Counterpoint: I run dd-wrt on a TPLINK el cheapo something at the office, to connect all the boxen and let me SSH into each of them (port forwarding 19 to 22 on box1, 20 to 22 on box2 etc). It Just Works, never had to reboot it in four years now. (WiFi is off though.)


Likewise. I ended up reverting a couple of my Linksys APs and WRTs back to stock firmware and living with the lack of features...


dd-wrt has gotten pretty bad. They don't publish new releases anymore you just pick a daily build from one of the random people who publish builds and hope it doesn't brick your router. Learned this after bricking my router :(


I think their main developer (Brainslayer) publishes his builds periodically. So those aren't random people. But in general it's not really a fully open development project. I.e. it's not governed by any community.

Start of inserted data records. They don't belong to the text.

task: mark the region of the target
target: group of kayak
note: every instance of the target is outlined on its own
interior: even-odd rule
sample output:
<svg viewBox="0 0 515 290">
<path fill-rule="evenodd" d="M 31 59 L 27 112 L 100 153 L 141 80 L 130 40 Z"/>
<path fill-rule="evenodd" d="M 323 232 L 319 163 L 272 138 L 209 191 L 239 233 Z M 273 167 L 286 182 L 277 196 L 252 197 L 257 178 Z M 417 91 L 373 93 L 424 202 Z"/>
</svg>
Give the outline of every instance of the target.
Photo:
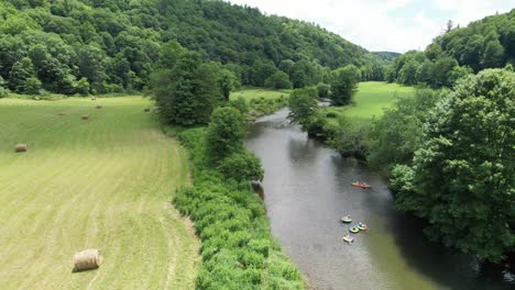
<svg viewBox="0 0 515 290">
<path fill-rule="evenodd" d="M 350 215 L 346 215 L 341 217 L 342 223 L 352 223 L 352 217 Z M 369 226 L 362 222 L 359 222 L 357 225 L 349 228 L 349 232 L 352 234 L 358 234 L 359 232 L 369 230 Z M 343 241 L 351 244 L 354 242 L 354 237 L 350 234 L 343 236 Z"/>
<path fill-rule="evenodd" d="M 352 182 L 352 186 L 353 187 L 359 187 L 359 188 L 362 188 L 362 189 L 372 188 L 368 183 L 359 182 L 359 181 Z M 350 215 L 346 215 L 346 216 L 341 217 L 341 222 L 346 223 L 346 224 L 350 224 L 350 223 L 352 223 L 352 217 Z M 366 231 L 366 230 L 369 230 L 369 226 L 366 224 L 362 223 L 362 222 L 359 222 L 357 225 L 350 227 L 349 232 L 352 233 L 352 234 L 358 234 L 359 232 Z M 352 244 L 354 242 L 354 237 L 352 235 L 350 235 L 350 234 L 347 234 L 347 235 L 343 236 L 343 241 L 349 243 L 349 244 Z"/>
<path fill-rule="evenodd" d="M 365 182 L 359 182 L 359 181 L 352 182 L 352 186 L 353 186 L 353 187 L 359 187 L 359 188 L 362 188 L 362 189 L 371 189 L 371 188 L 372 188 L 372 187 L 369 186 L 368 183 L 365 183 Z"/>
</svg>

OpenWRT is better in this sense, but even there some people split into recent LEDE project: https://www.lede-project.org

Regarding bricking. Linksys WRT1900ACS is designed with that in mind. It has two partitions, and you always flash updates to another one, so if something goes wrong, you can easily switch to the other partition which will hold previous installation, using special on / off sequence. It's a neat idea, and more routers should follow it.